February 9, 1972
According to reports from our directors, business economists, and bankers, the pace of economic activity in the District is showing some signs of recovery from the depressed level of activity last fall. Insured unemployment has declined, nonfarm employment has increased, steel orders have risen recently, and residential construction remains strong. Near-term prospects for a significant improvement in manufacturing employment are not particularly good: major firms are counting mainly on productivity gains to achieve higher output. The steel industry, which is beginning to experience a sharp recovery, is a case in point. Capital goods producers are experiencing some increase in activity, but as yet there are no signs of a broadly-based recovery in this industry. In the financial area, commercial bankers report that they are reluctant to reduce their rates on consumer time and savings deposits because of competition from savings and loans, which appear to be uniformly paying the maximum rates permitted.
The District's insured unemployment rate peaked last September and has been declining since then. The drop in January was almost one percentage point. Nonfarm payroll employment has recovered moderately from its cyclical trough of last October. Employment in the District was lower in October 1971 than during the trough of the nation's recession in November 1970. Prospects for a substantial gain in manufacturing employment during 1972 are not encouraging, however. Many of our industrial directors and a number of economists representing large manufacturing firms in the District reported that they plan to increase output this year with their existing labor force, or with only modest increases. In some instances, firms are planning employment reductions, even though output is expected to rise.
The steel industry, in particular, plans to achieve sharp increases in output and shipments through productivity gains. Economists from three major steel companies in the District expect this quarter's steel shipments to rise at least 25 percent from the depressed level of the fourth quarter of 1971. In recent weeks, there has been a pickup in steel orders from a number of industries, although orders for steel products from capital goods producers and from the auto industry remain disappointing. Termination of steel inventory liquidation, probably in February, is the main reason for the pickup in orders and shipments: consumption of steel products has been relatively unchanged over the last few months. The three steel economists report that their respective firms plan little increase in their work force, and that non-production workers (especially supervisory and management employees) are still being cut back. Despite the recent alignment of foreign currencies, none of the steel economists expects an appreciable improvement in the nation's foreign trade deficit in steel products, which rose to a record high in 1971. The reasons mentioned include nontariff barriers to steel trade, sluggish world demand for steel, and continuation of a sizeable cost-price differential vis-a-vis foreign steel producers.

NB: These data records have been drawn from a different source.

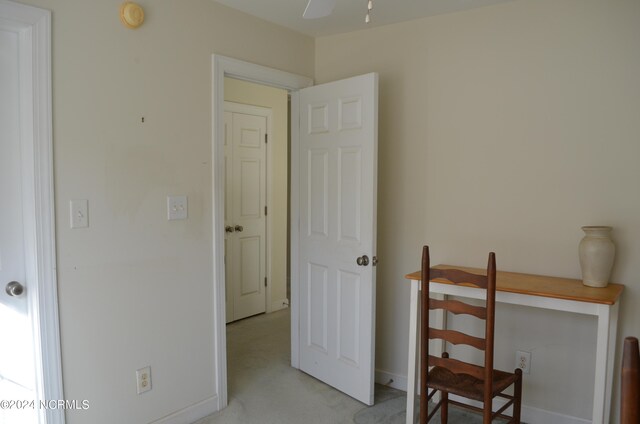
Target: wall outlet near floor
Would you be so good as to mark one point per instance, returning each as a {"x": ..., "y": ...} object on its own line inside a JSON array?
[
  {"x": 143, "y": 379},
  {"x": 523, "y": 361}
]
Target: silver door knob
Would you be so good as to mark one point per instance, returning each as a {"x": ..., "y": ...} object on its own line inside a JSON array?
[{"x": 14, "y": 288}]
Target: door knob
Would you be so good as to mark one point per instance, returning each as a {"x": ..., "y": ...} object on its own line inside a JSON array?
[{"x": 14, "y": 288}]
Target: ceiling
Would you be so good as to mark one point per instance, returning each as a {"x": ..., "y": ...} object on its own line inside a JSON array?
[{"x": 348, "y": 15}]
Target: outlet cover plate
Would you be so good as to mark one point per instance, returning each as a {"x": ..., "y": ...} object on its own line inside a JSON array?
[
  {"x": 177, "y": 207},
  {"x": 143, "y": 380}
]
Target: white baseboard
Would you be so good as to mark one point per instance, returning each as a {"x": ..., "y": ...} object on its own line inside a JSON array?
[
  {"x": 530, "y": 415},
  {"x": 279, "y": 304},
  {"x": 390, "y": 379},
  {"x": 192, "y": 413}
]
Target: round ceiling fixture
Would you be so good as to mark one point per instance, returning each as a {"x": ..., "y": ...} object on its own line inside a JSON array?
[{"x": 131, "y": 15}]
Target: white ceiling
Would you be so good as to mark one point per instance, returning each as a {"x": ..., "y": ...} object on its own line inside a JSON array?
[{"x": 348, "y": 15}]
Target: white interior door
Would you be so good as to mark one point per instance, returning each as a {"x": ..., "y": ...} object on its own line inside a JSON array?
[
  {"x": 246, "y": 200},
  {"x": 17, "y": 360},
  {"x": 338, "y": 183}
]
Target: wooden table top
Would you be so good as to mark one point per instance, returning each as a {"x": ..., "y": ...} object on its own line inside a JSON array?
[{"x": 539, "y": 285}]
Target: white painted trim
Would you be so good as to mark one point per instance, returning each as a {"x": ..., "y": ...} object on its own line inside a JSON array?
[
  {"x": 192, "y": 413},
  {"x": 279, "y": 304},
  {"x": 529, "y": 414},
  {"x": 387, "y": 378},
  {"x": 294, "y": 219},
  {"x": 33, "y": 26},
  {"x": 224, "y": 66}
]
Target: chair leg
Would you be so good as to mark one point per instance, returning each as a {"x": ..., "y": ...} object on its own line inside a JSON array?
[
  {"x": 517, "y": 397},
  {"x": 444, "y": 408},
  {"x": 487, "y": 412}
]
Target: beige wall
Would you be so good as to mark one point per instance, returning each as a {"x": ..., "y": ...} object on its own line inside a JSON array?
[
  {"x": 136, "y": 289},
  {"x": 276, "y": 99},
  {"x": 506, "y": 128}
]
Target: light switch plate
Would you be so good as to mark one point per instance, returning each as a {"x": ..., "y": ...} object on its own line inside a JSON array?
[
  {"x": 177, "y": 207},
  {"x": 79, "y": 213}
]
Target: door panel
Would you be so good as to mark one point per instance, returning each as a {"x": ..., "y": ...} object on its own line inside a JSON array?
[
  {"x": 246, "y": 197},
  {"x": 17, "y": 361},
  {"x": 338, "y": 182}
]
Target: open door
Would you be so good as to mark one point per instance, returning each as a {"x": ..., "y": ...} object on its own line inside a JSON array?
[{"x": 337, "y": 233}]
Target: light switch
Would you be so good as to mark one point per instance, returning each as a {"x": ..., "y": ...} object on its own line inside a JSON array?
[
  {"x": 79, "y": 213},
  {"x": 176, "y": 207}
]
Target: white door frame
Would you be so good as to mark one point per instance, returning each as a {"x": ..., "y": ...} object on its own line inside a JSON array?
[
  {"x": 33, "y": 26},
  {"x": 267, "y": 113},
  {"x": 227, "y": 67}
]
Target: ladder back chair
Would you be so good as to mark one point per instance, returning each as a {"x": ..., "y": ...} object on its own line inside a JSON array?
[
  {"x": 481, "y": 383},
  {"x": 630, "y": 383}
]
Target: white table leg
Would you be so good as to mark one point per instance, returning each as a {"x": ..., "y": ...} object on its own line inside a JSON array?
[
  {"x": 605, "y": 348},
  {"x": 414, "y": 334},
  {"x": 613, "y": 331}
]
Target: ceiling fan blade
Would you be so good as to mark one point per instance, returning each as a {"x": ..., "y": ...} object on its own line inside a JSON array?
[{"x": 318, "y": 9}]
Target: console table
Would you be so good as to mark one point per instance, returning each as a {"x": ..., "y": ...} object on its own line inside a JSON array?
[{"x": 561, "y": 294}]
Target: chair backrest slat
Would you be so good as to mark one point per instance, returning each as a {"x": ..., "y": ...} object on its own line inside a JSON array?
[
  {"x": 457, "y": 276},
  {"x": 457, "y": 307},
  {"x": 456, "y": 337},
  {"x": 457, "y": 367}
]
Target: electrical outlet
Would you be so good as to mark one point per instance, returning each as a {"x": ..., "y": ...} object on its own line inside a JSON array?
[
  {"x": 523, "y": 361},
  {"x": 143, "y": 379}
]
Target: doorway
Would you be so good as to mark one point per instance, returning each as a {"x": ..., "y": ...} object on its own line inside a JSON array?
[
  {"x": 28, "y": 295},
  {"x": 251, "y": 255},
  {"x": 338, "y": 147},
  {"x": 226, "y": 67}
]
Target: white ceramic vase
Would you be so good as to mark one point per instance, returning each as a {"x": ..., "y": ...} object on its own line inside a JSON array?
[{"x": 596, "y": 255}]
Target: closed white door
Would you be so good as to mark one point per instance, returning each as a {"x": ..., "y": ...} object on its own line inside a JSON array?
[
  {"x": 338, "y": 183},
  {"x": 17, "y": 360},
  {"x": 245, "y": 203}
]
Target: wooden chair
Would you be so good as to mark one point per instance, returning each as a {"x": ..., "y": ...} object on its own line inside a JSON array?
[
  {"x": 452, "y": 376},
  {"x": 630, "y": 383}
]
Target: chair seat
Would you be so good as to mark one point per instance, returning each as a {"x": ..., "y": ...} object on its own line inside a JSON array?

Reports of capital goods producers are mixed. Directors and economists mentioned a recent improvement in some product lines and continued weakness, or a slowdown, in other lines. Our industrial directors say their firms plan little or no increase in capital expenditures during 1972, citing little need for additional productive capacity as the main reason. In addition, the directors were nearly unanimous in reporting that they expect to be able to finance the planned level of capital outlays from internal sources of funds and, therefore, have no plans for major external financing in 1972.
Commercial bank contacts in the District report that they would welcome a reduction in rates paid on consumer time and savings deposits, because of the unfavorable margin between deposit rates and the prime rate. However, competition from savings and loans, which are uniformly paying maximum permitted rates, prevents the banks from cutting their deposit rates. Several banks indicated that a further reduction in the prime rate would probably force them to cut their deposit rates, regardless of whether other institutions followed. Most banks maintained that they could not successfully cut deposit rates unless they were convinced that savings and loans would follow, but they see no reason to expect savings and loans to reduce deposit rates as long as mortgage rates remain at current levels.